5 things to know before the Singapore market trades this week: Aug 17-23

China's foreign-exchange market is stabilising after a historical week that saw the biggest selloff in two decades and a move to a more market-driven currency regime.
China's foreign-exchange market is stabilising after a historical week that saw the biggest selloff in two decades and a move to a more market-driven currency regime. PHOTO: AFP

1. China yuan, property prices in focus

China's foreign-exchange market is stabilising after a historical week that saw the biggest selloff in two decades and a move to a more market-driven currency regime. Last Tuesday, the People's Bank of China cut its official reference rate, or fixing, by 1.9 per cent, the biggest decline since 1994. The change was an attempt to align the official and market rates, as the central bank moves to a new regime where the central bank gives supply and demand more sways in deciding its foreign exchange rate.

It helped push Asian and commodity-linked currencies lower - especially the ringgit which plunged to all-time low against the Singapore dollar. The Singapore dollar was not spared either, falling to a five-year low below the 1.4 level against the US dollar.

The yuan market exchange rate has converged with the fixing rate since Thursday after consistently trading more than 1 per cent weaker in recent months. That suggests the policy adjustment may be achieving its goal and that there's less likelihood of movements of similar magnitude going forward, according to RBC Capital Markets.

But Chinese growth is slowing, the property market is deflating and the the yuan's surprise devaluation is heightening fears that the actual outlook is worse than markets expect. Chinese housing price data due on Tuesday will probably reinforce views that the market has bottomed out thanks in part to government intervention but prices will continue to show a big year on year drop, indicating a protracted recovery with big implications for commodity prices.

UBS estimates that the property market's downturn will subtract 1.5 percentage points from GDP growth this year and policy measures would have to add another 1.1 per cent on top of the stimulus in 2014 for growth to be close to 7 per cent. The weaker yuan will also add to the emerging market slowdown, with a potential long term impact on advanced economies.

2. Fed minutes may reinforce Sept hike view

The Federal Reserve releases the minutes from its July policy meeting on Wednesday. The minutes are likely to give more details about the timing and path of interest rates. The Fed last month offered subtle hints that it is getting closer to its first increase in nearly a decade, though chair Janet Yellen has emphasized the date is not yet certain. An overwhelming majority of economists polled by The Wall Street Journal expect the Fed to begin raising rates in September, its first hike in nearly a decade, but China's growing economic troubles could yet mess up its plans.

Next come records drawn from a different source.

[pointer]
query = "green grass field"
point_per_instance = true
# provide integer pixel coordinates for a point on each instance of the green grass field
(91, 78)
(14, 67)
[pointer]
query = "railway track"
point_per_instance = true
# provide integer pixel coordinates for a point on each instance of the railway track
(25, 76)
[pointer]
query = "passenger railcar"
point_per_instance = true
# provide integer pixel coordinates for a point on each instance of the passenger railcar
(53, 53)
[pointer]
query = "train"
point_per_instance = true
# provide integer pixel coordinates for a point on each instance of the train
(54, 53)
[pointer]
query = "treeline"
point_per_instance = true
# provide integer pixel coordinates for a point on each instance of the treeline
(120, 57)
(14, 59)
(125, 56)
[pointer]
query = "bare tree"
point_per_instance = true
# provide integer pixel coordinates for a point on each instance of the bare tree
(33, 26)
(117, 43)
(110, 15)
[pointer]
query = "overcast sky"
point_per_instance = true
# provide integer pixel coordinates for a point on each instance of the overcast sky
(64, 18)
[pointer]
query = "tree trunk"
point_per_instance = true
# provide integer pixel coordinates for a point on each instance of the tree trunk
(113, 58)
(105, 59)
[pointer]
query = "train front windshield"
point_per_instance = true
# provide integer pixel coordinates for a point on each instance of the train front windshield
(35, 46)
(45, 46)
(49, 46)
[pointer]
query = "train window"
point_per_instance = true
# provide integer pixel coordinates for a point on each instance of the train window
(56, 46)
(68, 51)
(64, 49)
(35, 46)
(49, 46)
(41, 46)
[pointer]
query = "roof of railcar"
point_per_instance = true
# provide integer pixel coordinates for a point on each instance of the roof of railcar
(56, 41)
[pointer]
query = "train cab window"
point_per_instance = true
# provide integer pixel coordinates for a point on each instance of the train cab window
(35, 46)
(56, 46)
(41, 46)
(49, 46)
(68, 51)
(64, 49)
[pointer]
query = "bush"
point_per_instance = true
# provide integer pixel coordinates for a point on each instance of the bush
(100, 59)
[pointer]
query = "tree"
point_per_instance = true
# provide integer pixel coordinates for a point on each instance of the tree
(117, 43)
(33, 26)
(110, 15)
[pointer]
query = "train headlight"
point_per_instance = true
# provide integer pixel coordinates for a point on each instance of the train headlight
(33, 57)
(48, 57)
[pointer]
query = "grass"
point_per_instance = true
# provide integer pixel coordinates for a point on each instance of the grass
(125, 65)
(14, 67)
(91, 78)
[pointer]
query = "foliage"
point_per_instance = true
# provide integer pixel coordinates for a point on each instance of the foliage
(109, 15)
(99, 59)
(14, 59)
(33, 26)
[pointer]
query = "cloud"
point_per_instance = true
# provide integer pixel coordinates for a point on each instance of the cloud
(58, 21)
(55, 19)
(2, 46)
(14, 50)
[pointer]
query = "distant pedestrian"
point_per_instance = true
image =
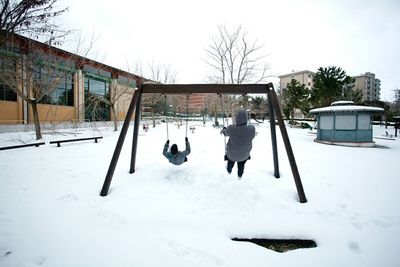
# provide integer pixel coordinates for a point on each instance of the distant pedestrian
(240, 142)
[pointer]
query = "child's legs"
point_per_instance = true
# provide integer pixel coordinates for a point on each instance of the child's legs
(241, 168)
(230, 165)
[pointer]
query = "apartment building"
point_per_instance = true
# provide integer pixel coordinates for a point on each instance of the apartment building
(369, 85)
(75, 84)
(304, 77)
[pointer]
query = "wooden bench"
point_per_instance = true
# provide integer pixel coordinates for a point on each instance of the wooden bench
(20, 146)
(58, 142)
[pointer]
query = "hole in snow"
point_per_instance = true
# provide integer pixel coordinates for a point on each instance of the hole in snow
(280, 245)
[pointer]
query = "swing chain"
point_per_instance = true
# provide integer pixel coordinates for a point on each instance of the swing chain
(166, 115)
(187, 112)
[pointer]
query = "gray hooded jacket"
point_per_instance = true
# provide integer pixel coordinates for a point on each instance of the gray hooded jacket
(240, 138)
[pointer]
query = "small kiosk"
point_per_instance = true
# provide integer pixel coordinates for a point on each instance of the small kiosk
(344, 123)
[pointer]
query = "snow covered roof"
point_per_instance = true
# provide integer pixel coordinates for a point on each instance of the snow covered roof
(342, 102)
(346, 108)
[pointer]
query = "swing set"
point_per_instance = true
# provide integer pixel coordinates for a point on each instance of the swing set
(187, 114)
(274, 111)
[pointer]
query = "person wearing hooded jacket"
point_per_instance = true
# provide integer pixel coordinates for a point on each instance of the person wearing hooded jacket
(240, 142)
(175, 156)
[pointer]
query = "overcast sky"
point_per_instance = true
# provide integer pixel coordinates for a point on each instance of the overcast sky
(358, 35)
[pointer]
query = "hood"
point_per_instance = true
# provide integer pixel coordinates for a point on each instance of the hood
(241, 117)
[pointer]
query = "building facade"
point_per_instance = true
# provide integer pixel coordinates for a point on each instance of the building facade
(369, 85)
(67, 87)
(305, 77)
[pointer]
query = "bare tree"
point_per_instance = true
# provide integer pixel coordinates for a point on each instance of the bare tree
(235, 58)
(33, 18)
(159, 73)
(33, 76)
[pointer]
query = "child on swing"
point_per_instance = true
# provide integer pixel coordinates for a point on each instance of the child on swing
(175, 156)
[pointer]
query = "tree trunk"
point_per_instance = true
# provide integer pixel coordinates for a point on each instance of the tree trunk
(115, 118)
(154, 118)
(36, 120)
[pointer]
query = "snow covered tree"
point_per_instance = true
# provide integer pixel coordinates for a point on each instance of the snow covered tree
(295, 96)
(33, 18)
(329, 84)
(235, 58)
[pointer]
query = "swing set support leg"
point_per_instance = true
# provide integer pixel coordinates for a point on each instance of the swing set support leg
(135, 133)
(273, 136)
(120, 142)
(289, 151)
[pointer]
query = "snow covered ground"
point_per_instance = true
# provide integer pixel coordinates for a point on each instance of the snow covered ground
(51, 213)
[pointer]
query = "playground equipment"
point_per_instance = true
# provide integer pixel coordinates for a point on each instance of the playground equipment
(241, 89)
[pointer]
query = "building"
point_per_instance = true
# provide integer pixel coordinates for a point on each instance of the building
(368, 85)
(68, 87)
(305, 77)
(343, 123)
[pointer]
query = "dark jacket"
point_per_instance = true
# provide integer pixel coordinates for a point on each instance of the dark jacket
(240, 138)
(180, 157)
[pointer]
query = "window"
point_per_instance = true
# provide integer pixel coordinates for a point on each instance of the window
(364, 122)
(6, 93)
(55, 86)
(326, 122)
(97, 92)
(345, 122)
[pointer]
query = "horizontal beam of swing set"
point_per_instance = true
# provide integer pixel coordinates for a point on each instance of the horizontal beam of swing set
(274, 111)
(205, 88)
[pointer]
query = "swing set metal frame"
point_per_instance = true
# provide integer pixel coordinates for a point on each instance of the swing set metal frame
(274, 112)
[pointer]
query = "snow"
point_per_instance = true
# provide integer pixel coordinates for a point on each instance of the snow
(346, 108)
(51, 213)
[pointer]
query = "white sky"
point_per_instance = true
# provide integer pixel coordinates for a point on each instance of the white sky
(359, 36)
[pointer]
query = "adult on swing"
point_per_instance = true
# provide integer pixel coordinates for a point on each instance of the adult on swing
(240, 142)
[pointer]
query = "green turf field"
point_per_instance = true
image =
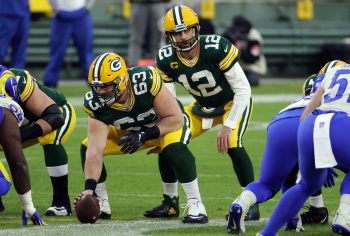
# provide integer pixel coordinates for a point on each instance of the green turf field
(134, 183)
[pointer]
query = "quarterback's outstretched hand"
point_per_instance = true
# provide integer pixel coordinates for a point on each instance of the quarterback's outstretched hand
(130, 143)
(35, 218)
(331, 174)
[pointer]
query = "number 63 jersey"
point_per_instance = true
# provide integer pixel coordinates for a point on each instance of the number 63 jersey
(204, 78)
(144, 84)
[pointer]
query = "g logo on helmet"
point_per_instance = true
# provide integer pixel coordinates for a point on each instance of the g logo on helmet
(116, 65)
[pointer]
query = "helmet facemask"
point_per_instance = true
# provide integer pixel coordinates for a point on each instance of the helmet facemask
(112, 94)
(9, 86)
(187, 45)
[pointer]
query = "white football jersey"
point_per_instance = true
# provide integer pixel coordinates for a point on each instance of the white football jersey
(336, 84)
(13, 107)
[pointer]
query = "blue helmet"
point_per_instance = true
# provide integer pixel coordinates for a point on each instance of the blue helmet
(9, 85)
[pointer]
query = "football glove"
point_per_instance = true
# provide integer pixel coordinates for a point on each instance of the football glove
(130, 143)
(331, 174)
(35, 218)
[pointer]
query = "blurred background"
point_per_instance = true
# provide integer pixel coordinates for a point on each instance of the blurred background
(299, 36)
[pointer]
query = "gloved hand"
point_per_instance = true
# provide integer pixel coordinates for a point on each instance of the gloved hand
(131, 142)
(35, 218)
(331, 174)
(84, 193)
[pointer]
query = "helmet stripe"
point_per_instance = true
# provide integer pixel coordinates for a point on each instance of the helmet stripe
(97, 67)
(178, 15)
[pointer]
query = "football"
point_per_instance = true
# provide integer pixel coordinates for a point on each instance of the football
(87, 209)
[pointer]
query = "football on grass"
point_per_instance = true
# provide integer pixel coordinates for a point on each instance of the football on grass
(87, 209)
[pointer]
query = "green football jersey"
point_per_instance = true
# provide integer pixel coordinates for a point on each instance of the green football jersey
(26, 85)
(203, 78)
(144, 85)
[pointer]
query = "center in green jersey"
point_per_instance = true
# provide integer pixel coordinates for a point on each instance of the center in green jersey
(144, 85)
(205, 79)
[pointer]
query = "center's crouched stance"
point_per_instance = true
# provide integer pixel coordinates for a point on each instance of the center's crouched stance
(130, 110)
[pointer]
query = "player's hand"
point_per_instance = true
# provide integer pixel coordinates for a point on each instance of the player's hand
(331, 174)
(80, 195)
(155, 150)
(223, 139)
(35, 218)
(131, 142)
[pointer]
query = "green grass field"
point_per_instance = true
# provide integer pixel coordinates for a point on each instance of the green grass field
(134, 183)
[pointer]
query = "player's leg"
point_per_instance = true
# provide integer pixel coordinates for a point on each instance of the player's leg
(341, 221)
(5, 184)
(317, 213)
(311, 180)
(169, 206)
(280, 156)
(240, 159)
(340, 129)
(56, 161)
(59, 38)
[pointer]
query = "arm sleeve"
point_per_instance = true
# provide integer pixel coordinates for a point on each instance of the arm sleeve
(240, 86)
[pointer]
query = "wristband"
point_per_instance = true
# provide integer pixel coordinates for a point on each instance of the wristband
(90, 184)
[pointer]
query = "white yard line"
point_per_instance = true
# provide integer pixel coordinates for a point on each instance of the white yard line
(116, 227)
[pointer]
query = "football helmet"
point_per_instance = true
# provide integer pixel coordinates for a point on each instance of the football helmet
(108, 77)
(9, 85)
(308, 84)
(180, 18)
(329, 65)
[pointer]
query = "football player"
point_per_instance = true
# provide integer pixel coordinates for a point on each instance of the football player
(50, 120)
(11, 117)
(129, 110)
(322, 143)
(279, 164)
(206, 66)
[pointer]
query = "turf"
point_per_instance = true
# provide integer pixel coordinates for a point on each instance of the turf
(134, 183)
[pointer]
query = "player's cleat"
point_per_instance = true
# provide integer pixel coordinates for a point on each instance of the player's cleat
(253, 213)
(58, 211)
(105, 210)
(196, 212)
(295, 225)
(235, 220)
(2, 207)
(341, 223)
(168, 208)
(315, 215)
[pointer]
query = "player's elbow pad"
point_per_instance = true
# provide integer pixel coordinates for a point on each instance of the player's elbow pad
(53, 116)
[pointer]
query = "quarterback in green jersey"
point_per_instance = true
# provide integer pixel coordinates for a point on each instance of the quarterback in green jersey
(129, 110)
(206, 66)
(49, 120)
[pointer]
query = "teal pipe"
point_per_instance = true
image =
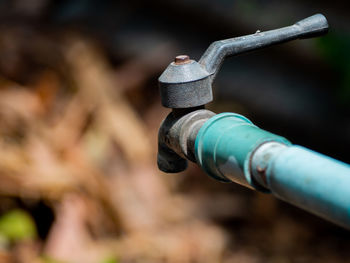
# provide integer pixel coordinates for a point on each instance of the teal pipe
(231, 148)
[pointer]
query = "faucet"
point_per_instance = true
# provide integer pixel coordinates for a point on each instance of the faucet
(230, 148)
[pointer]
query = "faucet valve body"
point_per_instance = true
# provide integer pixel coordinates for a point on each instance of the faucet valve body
(230, 148)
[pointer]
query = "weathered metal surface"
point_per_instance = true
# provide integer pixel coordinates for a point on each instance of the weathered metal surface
(304, 178)
(176, 138)
(216, 53)
(186, 83)
(225, 144)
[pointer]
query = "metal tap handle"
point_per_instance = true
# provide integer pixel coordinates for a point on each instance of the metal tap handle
(212, 59)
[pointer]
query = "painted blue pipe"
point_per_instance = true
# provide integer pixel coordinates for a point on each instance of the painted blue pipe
(229, 147)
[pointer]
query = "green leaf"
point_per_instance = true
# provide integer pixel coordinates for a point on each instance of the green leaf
(17, 225)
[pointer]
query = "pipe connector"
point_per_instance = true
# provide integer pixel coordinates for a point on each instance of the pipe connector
(176, 138)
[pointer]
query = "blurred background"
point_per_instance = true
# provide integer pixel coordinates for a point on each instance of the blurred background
(80, 111)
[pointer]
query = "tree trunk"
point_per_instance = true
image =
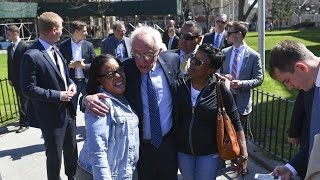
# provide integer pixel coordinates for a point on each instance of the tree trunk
(207, 22)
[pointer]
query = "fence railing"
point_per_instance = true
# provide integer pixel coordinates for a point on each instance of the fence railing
(8, 102)
(269, 122)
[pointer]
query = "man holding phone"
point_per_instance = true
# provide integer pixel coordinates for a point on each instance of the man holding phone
(79, 54)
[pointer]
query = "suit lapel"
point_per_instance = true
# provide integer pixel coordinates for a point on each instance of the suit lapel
(228, 58)
(16, 50)
(244, 62)
(167, 70)
(48, 58)
(69, 51)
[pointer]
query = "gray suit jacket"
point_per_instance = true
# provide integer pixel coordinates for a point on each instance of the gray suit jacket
(108, 46)
(209, 39)
(251, 75)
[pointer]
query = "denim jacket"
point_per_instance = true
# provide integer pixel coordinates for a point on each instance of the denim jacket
(111, 148)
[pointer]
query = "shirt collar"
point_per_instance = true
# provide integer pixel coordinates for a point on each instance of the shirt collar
(46, 45)
(220, 33)
(118, 41)
(16, 42)
(74, 43)
(193, 52)
(318, 78)
(241, 48)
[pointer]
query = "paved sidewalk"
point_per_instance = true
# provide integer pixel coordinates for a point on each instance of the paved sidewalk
(22, 156)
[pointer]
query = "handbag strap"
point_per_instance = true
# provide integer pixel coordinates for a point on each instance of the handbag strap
(219, 96)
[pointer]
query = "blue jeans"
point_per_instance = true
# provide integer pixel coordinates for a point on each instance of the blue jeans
(198, 167)
(81, 88)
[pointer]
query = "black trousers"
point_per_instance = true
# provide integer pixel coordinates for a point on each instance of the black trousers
(244, 122)
(22, 105)
(158, 164)
(58, 141)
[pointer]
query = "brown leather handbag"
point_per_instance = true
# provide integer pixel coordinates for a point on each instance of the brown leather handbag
(227, 143)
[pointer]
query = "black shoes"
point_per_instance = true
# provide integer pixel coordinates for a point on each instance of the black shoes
(22, 129)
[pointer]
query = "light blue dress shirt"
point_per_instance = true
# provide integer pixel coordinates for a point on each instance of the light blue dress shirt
(160, 83)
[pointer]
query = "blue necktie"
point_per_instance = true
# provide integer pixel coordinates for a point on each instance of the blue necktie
(156, 134)
(315, 117)
(216, 41)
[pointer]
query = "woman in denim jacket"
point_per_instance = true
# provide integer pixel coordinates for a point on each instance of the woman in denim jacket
(111, 148)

3. Greek bailout deal faces German vote

German lawmakers will decide on the bailout package for Greece on Wednesday. The deal for €86 billion (S$134 billion) in new bailout loans was cleared by eurozone finance ministers on Friday, but still requires approval from some European parliaments. Germany has made the participation of the International Monetary Fund in the bailout a precondition for its own loans, but the IMF has refused to commit until other euro zone governments have taken measures to reduce Greece's debt burden.

4. Dismal Japan data expected

The euro zone's growth slowed to 0.3 per cent in the second quarter, data out last Friday showed, just short of expectations, despite heavy monetary stimulus from the European Central and a weak euro. The weaker yuan is only a moderate headwind for European growth given the currency block's trade deficit with Beijing but adds to deflationary pressures, a headache for the ECB as it spends 60 billion euros a months for asset buys boost prices.

While Europe's GDP mildly disappointed, Japan, the world's third biggest economy, is bracing for an outright dismal reading on Monday with markets expecting a 0.5 per cent contraction in the second quarter on weak exports and consumption. China's slowdown also lowers the chance of a third quarter rebound and will likely rekindle market expectations that the Bank of Japan will expand monetary stimulus, even as central bankers appear wary of acting any time soon.

5. Noble meets investors

Noble Group, the Asia's largest commodity trader that's battling short sellers and criticism of its accounting, is hosting an investor information day in Singapore at 2pm on Monday. According to Singapore-listed group, management will present a comprehensive explanation of how Noble's business works, with a full and open Q&A session for shareholders and members of the public. This will be followed by a press conference.

Last week, Noble released its latest earnings figures as well as a report by PricewaterhouseCoopers on the its accounting practices and treatment of its mark-to-market contracts. After a brief bounce to around 64 cents early in the week, the stock came under pressure, finishing the week at 49 cents for a loss of 9 cents or 15.5 per cent over the four days.